(The following article by David Mannweiler was posted on the Indianapolis Star website on April 23.)
INDIANAPOLIS, Ind. — In 1937, the Pennsylvania Railroad lost $1 million serving food on its trains.
The average meal check was $1.24, James D. Porterfield writes in his book “Dining By Rail.” The meal cost $1.61.
“Dining cars nearly always operated at a loss,” he writes.
In the ’40s and ’50s, when trains were the king of transportation, dining cars came with starched and ironed white linen tablecloths and napkins, a fresh flower in a silver vase, china with the railroad’s logo and crystal glassware.
But even then, they were pretty money pits. The 1,400 dining cars in use in 1957 took in $62 million in revenue and still lost $29 million.
On Monday, Amtrak will introduce Simplified Dining Service to try to cut $10 million from its projected loss of $120 million this fiscal year in its food and beverage service.
Amtrak will reduce dining car personnel, introduce disposable, off-white plastic plates and begin serving “more foods prepared off-site and finished on the train,” said Amtrak spokesman Marc Magliari.
In other words, pre-cooked meals reheated in the train kitchen’s oven.
By the end of May, full-service, order-off-the-menu railroad dining will be gone in the U.S., except on two long-distance Amtrak trains.
Amtrak’s aim is to cut more than 100 kitchen and wait staff. “With benefits, those workers can make $30 an hour,” Magliari said. “Each position eliminated will result in significant savings.”
Congress made Amtrak do it.
“We had no choice,” Magliari said. “Our federal appropriation this year from Congress has a requirement for a ‘significant’ improvement in the costs of our food service.”
The New York-to-Chicago Lake Shore Limited that crosses northern Indiana will lose its chef-run galley Monday, along with two of its three dining car workers. The Indianapolis-to-Chicago Cardinal train lost its full-time dining car a long time ago and offers only sandwiches and snacks.
Hungry Hoosier railroad fans have one option left.
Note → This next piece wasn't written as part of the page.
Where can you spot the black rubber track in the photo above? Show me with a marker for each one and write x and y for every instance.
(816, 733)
Once a month, the Indiana Transportation Museum in Noblesville serves a four-course, $60 meal on its 36-seat 1930 Louisville & Nashville Railroad dining car enroute to Tipton.
“If you want to eat a ‘live’ meal cooked by a chef in a railroad dining car kitchen and served on a moving train, you have to find something like this,” said museum chairman David Wilson. “It’s just a marvelous thing.”